Rogers did indeed meet and marry Adriana de Weyden when living in Antwerp. The dinner with the de Weyden family and exchanges between them - as well as Rogers' exchanges with his imagined friend and landlord Richard Hawkins are purely fictional.
That Rogers moved to Wittenberg and matriculated in November 1440 is known, likely as a result of the pull of the opportunity to work and study with the leading Reformist thinkers of the time as well as the push of increasing danger for Reformists in Antwerp. The detail of that and Adriana's role in the decision is purely fictional.
Little is recorded or known of Rogers' time as Superintendent of the Lutheran Church in Dietmarsh, based in Meldorf. The lynching of his predecessor pastor is true, although the description of that and subsequent engagements with the congregation is imagined. But the town's sense of communal, corporate guilt for the town must surely have prevailed.

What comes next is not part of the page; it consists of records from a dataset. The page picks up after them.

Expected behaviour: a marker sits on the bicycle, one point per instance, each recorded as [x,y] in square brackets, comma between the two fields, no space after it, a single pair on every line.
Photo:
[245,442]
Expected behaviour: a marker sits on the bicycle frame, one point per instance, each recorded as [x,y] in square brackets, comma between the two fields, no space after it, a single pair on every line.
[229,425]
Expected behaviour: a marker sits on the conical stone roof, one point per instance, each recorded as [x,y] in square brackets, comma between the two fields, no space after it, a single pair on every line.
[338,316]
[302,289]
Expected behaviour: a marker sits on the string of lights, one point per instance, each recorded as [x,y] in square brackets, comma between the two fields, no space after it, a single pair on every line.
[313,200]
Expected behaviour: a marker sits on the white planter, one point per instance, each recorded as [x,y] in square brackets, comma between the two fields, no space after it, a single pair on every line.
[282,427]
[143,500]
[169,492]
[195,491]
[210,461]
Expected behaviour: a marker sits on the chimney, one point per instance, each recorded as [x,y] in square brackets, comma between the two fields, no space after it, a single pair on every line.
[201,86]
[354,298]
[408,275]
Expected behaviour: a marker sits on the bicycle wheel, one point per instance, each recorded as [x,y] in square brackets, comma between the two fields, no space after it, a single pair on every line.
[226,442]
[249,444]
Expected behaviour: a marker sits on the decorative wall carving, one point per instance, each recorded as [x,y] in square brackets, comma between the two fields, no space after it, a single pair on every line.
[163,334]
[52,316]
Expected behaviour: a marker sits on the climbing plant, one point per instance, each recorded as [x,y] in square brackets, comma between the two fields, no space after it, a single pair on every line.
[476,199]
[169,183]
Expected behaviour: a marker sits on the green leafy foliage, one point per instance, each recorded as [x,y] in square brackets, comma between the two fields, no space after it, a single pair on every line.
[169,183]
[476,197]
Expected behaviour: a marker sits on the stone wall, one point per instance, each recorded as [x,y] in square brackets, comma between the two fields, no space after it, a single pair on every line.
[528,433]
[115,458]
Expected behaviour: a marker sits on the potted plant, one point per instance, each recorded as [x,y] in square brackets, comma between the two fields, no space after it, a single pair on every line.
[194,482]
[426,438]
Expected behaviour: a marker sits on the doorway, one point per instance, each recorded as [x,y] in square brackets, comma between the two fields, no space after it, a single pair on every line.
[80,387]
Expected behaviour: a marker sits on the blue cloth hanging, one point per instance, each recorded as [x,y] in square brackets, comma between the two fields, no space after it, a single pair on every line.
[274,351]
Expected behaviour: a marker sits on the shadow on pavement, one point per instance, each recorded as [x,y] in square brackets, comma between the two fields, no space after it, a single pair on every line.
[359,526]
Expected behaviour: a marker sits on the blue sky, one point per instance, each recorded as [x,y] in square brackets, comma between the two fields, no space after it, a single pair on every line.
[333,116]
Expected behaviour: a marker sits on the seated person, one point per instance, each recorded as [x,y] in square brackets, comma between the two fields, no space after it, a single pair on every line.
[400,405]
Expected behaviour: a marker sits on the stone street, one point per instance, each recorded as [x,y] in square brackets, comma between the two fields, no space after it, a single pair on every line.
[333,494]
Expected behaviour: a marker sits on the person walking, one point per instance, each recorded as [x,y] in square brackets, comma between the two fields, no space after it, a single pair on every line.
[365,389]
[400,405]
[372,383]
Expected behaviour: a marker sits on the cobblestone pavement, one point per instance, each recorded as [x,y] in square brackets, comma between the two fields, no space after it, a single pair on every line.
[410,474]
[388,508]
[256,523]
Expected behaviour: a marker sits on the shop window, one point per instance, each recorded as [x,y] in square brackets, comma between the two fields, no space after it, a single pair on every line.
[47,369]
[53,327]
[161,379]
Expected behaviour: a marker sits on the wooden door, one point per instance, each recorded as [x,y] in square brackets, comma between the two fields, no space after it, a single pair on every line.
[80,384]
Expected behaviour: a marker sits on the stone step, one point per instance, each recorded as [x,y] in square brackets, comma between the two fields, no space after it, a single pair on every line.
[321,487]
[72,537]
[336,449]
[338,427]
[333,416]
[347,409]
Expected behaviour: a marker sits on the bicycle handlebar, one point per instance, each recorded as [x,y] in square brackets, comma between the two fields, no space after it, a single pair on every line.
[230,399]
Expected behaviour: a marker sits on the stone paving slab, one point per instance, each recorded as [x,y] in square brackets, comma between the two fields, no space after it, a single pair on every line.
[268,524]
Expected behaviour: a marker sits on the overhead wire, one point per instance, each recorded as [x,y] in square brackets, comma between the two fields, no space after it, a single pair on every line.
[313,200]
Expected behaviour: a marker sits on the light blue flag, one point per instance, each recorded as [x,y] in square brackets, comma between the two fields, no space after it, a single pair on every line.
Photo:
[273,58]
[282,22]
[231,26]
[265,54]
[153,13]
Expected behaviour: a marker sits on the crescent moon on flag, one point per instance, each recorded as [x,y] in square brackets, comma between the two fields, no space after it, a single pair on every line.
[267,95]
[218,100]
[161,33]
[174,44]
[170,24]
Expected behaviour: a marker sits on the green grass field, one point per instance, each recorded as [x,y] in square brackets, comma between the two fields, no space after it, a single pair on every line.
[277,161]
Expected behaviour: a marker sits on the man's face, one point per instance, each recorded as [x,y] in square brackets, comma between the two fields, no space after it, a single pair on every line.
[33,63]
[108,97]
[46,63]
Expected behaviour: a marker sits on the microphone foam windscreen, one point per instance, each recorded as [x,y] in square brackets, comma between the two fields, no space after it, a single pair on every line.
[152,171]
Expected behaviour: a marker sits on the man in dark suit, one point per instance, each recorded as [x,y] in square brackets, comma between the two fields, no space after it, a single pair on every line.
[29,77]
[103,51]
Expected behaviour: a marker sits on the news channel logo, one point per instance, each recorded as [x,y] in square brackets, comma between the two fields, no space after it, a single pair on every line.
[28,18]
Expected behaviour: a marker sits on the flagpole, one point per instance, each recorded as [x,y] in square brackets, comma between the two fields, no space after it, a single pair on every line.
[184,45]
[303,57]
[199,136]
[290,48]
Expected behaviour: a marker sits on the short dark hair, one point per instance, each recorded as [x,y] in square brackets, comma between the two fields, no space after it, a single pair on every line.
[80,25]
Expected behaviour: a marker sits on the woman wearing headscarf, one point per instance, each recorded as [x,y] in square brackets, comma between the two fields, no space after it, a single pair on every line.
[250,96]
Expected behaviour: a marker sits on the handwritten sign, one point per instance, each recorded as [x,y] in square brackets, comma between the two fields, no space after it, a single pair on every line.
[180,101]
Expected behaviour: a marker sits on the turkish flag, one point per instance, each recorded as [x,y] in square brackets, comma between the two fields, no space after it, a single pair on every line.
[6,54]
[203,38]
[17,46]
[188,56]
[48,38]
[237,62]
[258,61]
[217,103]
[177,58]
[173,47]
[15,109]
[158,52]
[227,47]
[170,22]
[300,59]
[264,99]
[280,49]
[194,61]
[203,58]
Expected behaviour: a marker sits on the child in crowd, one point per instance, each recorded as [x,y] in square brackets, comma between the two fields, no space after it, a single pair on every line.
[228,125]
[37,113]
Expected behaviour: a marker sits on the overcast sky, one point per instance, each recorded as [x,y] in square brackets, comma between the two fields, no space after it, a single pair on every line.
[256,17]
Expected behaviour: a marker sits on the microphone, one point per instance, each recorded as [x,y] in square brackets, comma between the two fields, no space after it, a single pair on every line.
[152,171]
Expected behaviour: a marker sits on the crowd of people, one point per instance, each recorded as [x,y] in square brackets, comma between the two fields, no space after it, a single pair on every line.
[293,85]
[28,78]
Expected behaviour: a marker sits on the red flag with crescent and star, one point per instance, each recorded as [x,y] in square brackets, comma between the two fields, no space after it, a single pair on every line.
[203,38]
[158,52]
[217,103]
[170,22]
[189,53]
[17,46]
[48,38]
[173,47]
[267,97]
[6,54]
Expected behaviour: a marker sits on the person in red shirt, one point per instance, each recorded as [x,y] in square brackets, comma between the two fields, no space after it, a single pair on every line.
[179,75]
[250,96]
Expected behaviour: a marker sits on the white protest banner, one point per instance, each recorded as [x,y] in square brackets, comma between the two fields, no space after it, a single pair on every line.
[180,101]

It is not known whether Rogers came back to London in advance of Adriana and family, or whether he was indeed Chaplain to Ridley in the two year period thereafter until appointed to St Margaret Moyes and St Sepulchre's. Although the credo criteria listed in the book he would surely have recognised and approved.
There were indeed reports of minor, mischievous acts of rebellion against the restoration of Roman Catholicism at this time. These included the dressing up of a cat in Papist garb - but it is the author's imagining that the Rogers boys were behind this, to Adriana's horror and Rogers senior's delight.
The irony here is that the poem at the back of the book was indeed included in the American Primer and used to teach young Americans for many generations - under the heading that the verses were written by John Rogers the Martyr. Foxe wrongly and inexplicably identified the work with Rogers, but it was written in fact by the author of a number of other, similar poems, one Robert Smith., later to be martyred himself. The meeting of the two in Newgate and genesis of the poem is therefore a beguiling fiction.
Rogers' secretly written manuscript of his Examinations were indeed found by Adriana and their oldest son Daniel, when they visited his cell after the execution. This included the heartfelt and heart-wrenching Prayer after his first Examination. But just as there was no secret, second manuscript discovered in the ancient walls of Newgate prison, so too there was no no final love letter to Adriana.
However, it surely is not hard to imagine that the sentiments expressed were true.